The Isfahan Healthy Heart Programme (IHHP) – a long-term, community-based intervention programme for health promotion through the reduction of CVD risk factors and hence CVD-induced morbidity and mortality – was conducted in two intervention cities (Isfahan and Najaf-Abad) and one reference city (Arak)(Reference Sarraf-Zadegan, Sadri and Malek Afzali7) in Iran. One of the main objectives of the IHHP was to improve health behaviours, such as dietary behaviour, of the general population, and so dietary patterns were assessed annually in both the intervention and the reference areas(Reference Sarraf-Zadegan, Sadri and Malek Afzali7) to assess achievement of this aim.
In recent years, major works on dietary assessment have measured diet quality from diverse perspectives and in a comprehensive method. Many studies suggest that measuring diet complexity is the preferred choice to use of a single nutrient from foods to measure diet quality(Reference Kant8, Reference Gerber9). Overall diet scores have been associated with diet-related plasma biomarkers(Reference Hann, Rock, King and Drewnowski10) and are more strongly associated with risk of disease than are single nutrients(Reference Kant, Schatzkin and Ziegler11).

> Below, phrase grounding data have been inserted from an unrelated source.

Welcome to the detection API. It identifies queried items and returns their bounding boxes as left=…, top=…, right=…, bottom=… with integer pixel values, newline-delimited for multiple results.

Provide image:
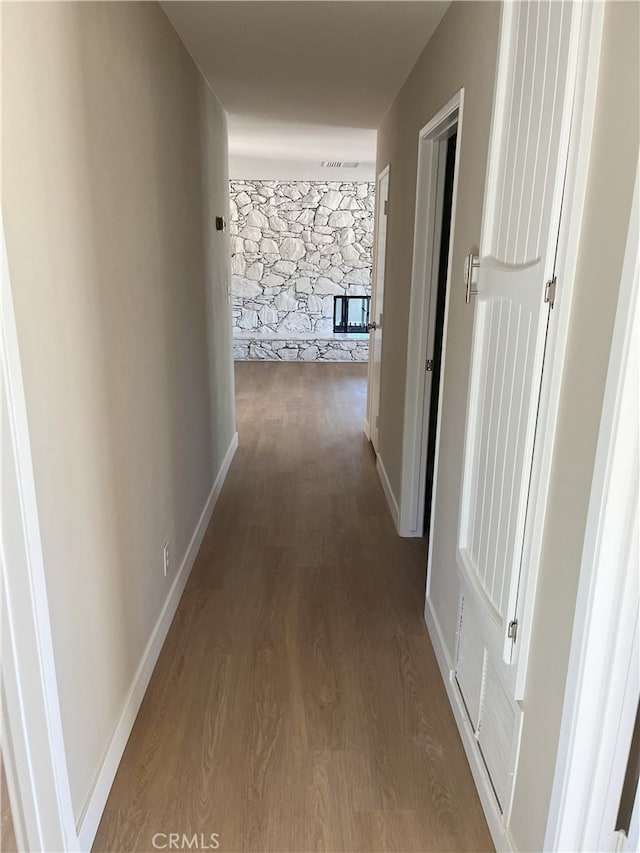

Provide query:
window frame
left=333, top=295, right=371, bottom=334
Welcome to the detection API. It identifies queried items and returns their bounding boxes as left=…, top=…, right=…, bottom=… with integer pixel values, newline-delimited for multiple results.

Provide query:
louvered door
left=453, top=0, right=585, bottom=819
left=457, top=257, right=548, bottom=664
left=455, top=258, right=548, bottom=814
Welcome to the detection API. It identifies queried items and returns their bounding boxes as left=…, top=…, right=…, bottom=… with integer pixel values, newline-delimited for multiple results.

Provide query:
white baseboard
left=424, top=593, right=515, bottom=853
left=397, top=511, right=423, bottom=538
left=376, top=452, right=400, bottom=533
left=424, top=593, right=455, bottom=676
left=77, top=432, right=238, bottom=851
left=363, top=417, right=371, bottom=440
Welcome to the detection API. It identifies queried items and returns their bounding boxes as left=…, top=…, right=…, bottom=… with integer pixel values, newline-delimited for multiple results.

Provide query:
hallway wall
left=376, top=1, right=639, bottom=850
left=375, top=0, right=501, bottom=642
left=2, top=0, right=234, bottom=824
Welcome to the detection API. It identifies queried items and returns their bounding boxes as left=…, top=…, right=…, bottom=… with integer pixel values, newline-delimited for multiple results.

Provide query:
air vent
left=321, top=160, right=360, bottom=168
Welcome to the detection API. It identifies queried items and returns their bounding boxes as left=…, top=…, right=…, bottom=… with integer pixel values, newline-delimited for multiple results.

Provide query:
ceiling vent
left=322, top=160, right=360, bottom=168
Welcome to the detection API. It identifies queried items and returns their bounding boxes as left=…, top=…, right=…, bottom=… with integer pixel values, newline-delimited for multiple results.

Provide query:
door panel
left=455, top=598, right=486, bottom=732
left=369, top=170, right=388, bottom=453
left=458, top=258, right=548, bottom=665
left=477, top=657, right=522, bottom=814
left=485, top=1, right=579, bottom=267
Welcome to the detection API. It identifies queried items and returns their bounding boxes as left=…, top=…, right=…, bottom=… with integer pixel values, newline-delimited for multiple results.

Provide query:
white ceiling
left=161, top=1, right=450, bottom=180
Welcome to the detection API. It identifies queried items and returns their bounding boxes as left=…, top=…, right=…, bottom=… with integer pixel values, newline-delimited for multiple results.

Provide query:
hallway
left=93, top=363, right=492, bottom=853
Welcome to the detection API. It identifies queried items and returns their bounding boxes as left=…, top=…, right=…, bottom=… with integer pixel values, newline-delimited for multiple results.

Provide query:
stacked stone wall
left=230, top=179, right=374, bottom=361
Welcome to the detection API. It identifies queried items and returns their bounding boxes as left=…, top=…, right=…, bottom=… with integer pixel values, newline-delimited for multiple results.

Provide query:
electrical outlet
left=163, top=542, right=170, bottom=577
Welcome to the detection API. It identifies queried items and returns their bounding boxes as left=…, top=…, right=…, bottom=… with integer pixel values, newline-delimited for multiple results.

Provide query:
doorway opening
left=423, top=130, right=456, bottom=531
left=398, top=91, right=463, bottom=537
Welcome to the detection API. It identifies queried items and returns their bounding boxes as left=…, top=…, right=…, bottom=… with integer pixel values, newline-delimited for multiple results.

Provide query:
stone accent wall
left=230, top=179, right=374, bottom=361
left=233, top=337, right=369, bottom=362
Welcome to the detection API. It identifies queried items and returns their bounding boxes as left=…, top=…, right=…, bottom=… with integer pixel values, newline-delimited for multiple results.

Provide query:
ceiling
left=161, top=1, right=450, bottom=180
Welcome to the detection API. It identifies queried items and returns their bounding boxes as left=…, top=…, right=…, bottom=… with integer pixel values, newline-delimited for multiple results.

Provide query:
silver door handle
left=465, top=253, right=480, bottom=303
left=367, top=321, right=378, bottom=331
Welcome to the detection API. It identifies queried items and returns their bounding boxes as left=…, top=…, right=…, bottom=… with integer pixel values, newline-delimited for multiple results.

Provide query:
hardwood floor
left=93, top=362, right=493, bottom=853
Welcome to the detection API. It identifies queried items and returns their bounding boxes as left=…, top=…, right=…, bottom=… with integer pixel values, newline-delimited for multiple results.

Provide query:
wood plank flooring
left=93, top=362, right=493, bottom=853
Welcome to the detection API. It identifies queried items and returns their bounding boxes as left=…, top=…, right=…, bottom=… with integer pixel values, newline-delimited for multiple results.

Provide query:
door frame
left=365, top=163, right=390, bottom=447
left=398, top=90, right=463, bottom=538
left=544, top=162, right=639, bottom=853
left=1, top=216, right=80, bottom=851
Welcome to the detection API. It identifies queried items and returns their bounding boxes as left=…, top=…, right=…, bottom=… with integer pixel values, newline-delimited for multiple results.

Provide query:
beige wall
left=376, top=0, right=501, bottom=651
left=510, top=2, right=640, bottom=848
left=2, top=0, right=235, bottom=821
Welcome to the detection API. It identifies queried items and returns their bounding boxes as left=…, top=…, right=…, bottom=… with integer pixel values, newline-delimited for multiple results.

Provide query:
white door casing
left=545, top=163, right=639, bottom=853
left=454, top=0, right=585, bottom=820
left=1, top=216, right=80, bottom=851
left=399, top=91, right=462, bottom=537
left=367, top=166, right=389, bottom=452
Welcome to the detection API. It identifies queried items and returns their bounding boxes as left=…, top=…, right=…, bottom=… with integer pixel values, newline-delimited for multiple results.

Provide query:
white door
left=455, top=256, right=549, bottom=810
left=453, top=0, right=585, bottom=818
left=368, top=167, right=389, bottom=453
left=458, top=256, right=548, bottom=669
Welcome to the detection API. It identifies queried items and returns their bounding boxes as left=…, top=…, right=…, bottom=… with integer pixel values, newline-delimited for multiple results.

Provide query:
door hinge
left=507, top=619, right=518, bottom=642
left=426, top=358, right=434, bottom=372
left=375, top=415, right=379, bottom=428
left=545, top=276, right=557, bottom=308
left=383, top=199, right=389, bottom=216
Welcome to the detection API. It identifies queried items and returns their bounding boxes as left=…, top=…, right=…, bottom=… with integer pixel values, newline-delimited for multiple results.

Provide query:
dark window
left=333, top=295, right=370, bottom=333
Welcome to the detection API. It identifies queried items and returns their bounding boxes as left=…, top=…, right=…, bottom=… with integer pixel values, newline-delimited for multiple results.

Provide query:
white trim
left=545, top=162, right=639, bottom=853
left=366, top=163, right=390, bottom=448
left=424, top=599, right=515, bottom=853
left=510, top=0, right=605, bottom=697
left=77, top=431, right=238, bottom=851
left=375, top=453, right=400, bottom=533
left=398, top=90, right=463, bottom=538
left=0, top=726, right=24, bottom=852
left=1, top=217, right=81, bottom=852
left=424, top=593, right=454, bottom=676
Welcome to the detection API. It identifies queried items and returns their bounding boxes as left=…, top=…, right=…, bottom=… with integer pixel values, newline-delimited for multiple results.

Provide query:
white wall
left=230, top=156, right=375, bottom=184
left=2, top=0, right=235, bottom=824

Several such overall diet scores have been developed, including the Diet Quality Index(Reference Patterson, Haines and Popkin12), the Healthy Eating Index(Reference Hann, Rock, King and Drewnowski10) and the Global Dietary Index(Reference Huot, Paradis and Ledoux13). The present paper reports the results of the impact evaluation of the IHHP interventions on adults’ dietary behaviours after four years of the programme. Also, we test the hypothesis that change in dietary behaviour will vary based on settlement (rural and urban) and gender.
Methods and materials
Brief description of the programme
The IHHP long-term objectives are to decrease the incidence, disability and mortality of NCD. The short-term objectives are to improve knowledge, attitude and practice in the general population and health professionals about the causes and outcomes of NCD, improving their skills to control risk factors. The IHHP objectives are described in more detail elsewhere(Reference Sarraf-Zadegan, Sadri and Malek Afzali7).

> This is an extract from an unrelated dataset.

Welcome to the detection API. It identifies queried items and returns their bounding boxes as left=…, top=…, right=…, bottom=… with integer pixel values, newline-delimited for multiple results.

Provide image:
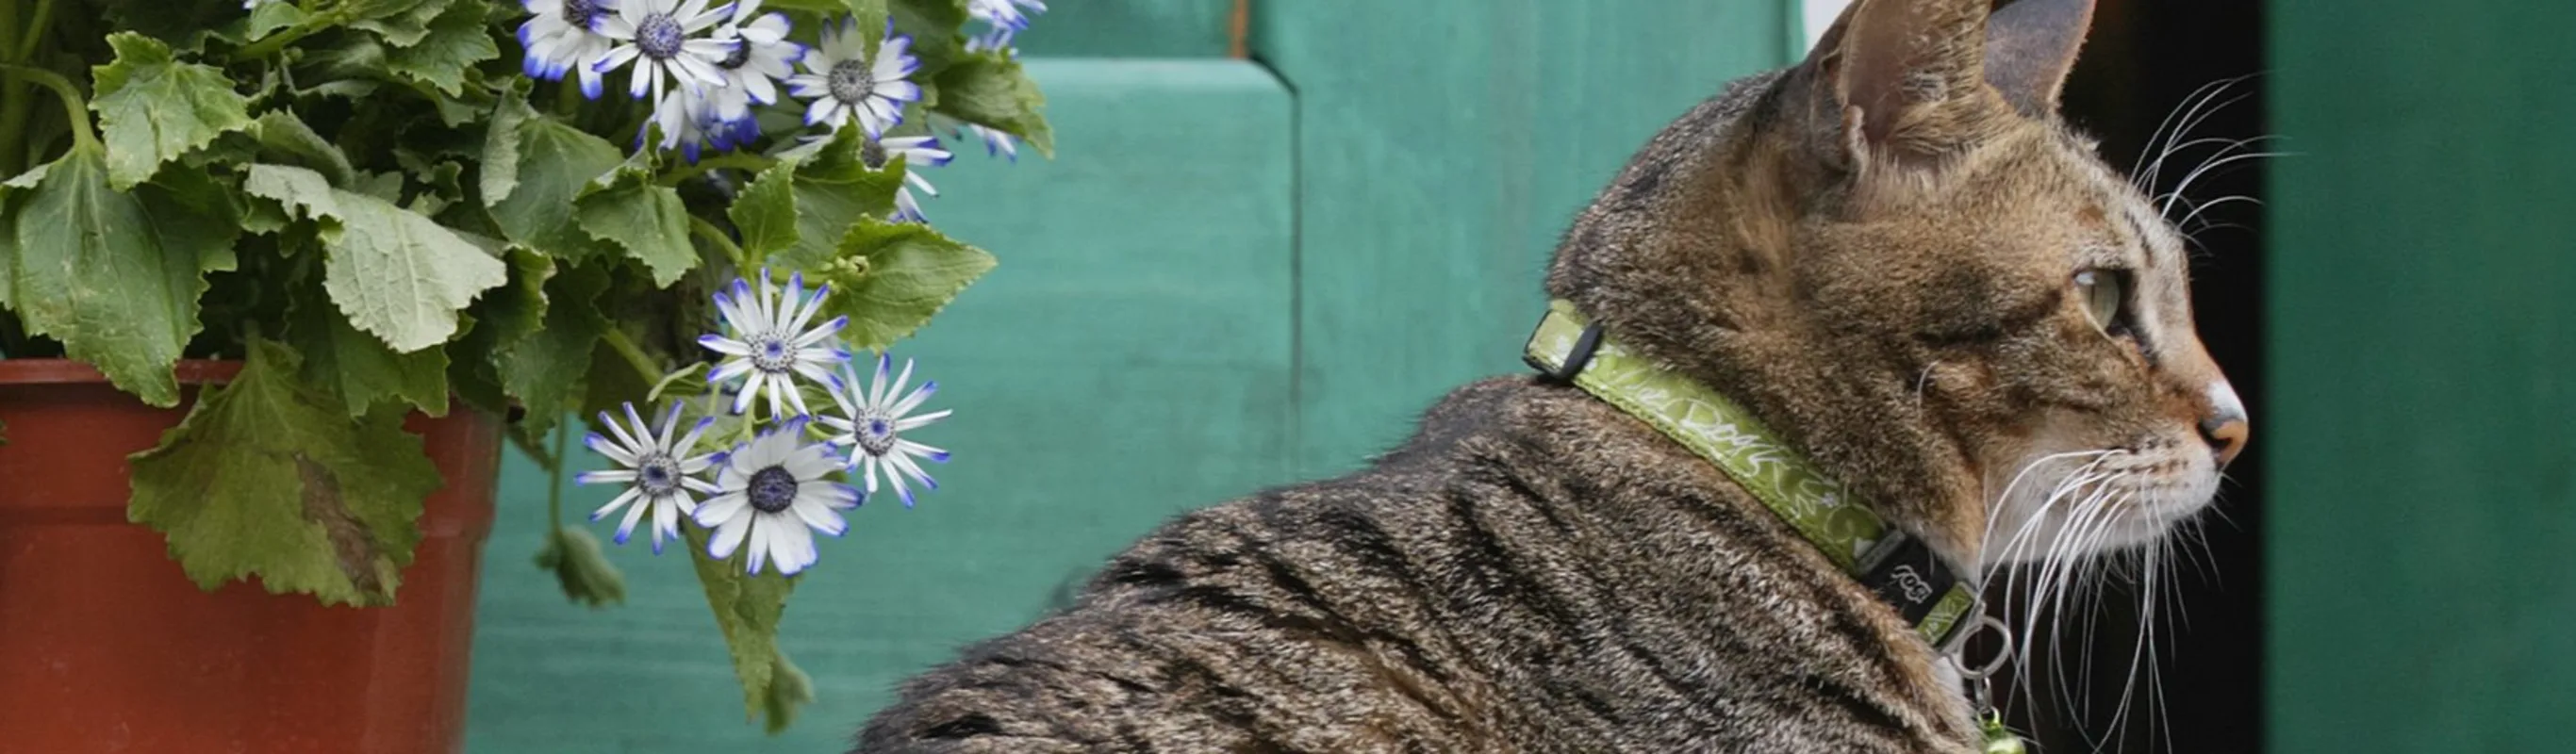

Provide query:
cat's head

The study was done in two intervention areas (Isfahan and Najaf-Abad, a city neighbouring Isfahan) and one reference area (Arak), all located in central Iran. According to the National Census in 2000, the population was 1895856 and 275084 in Isfahan and Najaf-Abad, respectively. Arak, located 375km north-west of Isfahan with 668531 population, was selected as reference area because of the similarity of its socio-economic, demographic and health profile with the intervention areas and good co-operation(Reference Sarraf-Zadegan, Sadri and Malek Afzali7). A major baseline cross-sectional survey was conducted in 12514 randomly selected adults aged ≥19 years and equally in both the intervention and the reference areas based on sex, age and settlement distributions in each community. About 5–10% of households in these clusters were randomly selected. One person aged ≥19 years per household was randomly selected if Iranian and mentally competent and if not pregnant for women(Reference Sarraf-Zadegan, Sadri and Malek Afzali7).
After the survey in 2001, a five-year intervention programme was started in August 2002 in urban and rural areas of Isfahan and Najaf-Abad. The interventions continued until 2006. Multistage random sampling and age-based Countrywide Integrated Non-communicable Disease Intervention (CINDI) protocol sampling methods(Reference Sarrafzadegan, Baghaei and Sadri14) were used for the baseline and subsequent annual surveys in both intervention and reference areas. Arak was evaluated as a reference area without any intervention.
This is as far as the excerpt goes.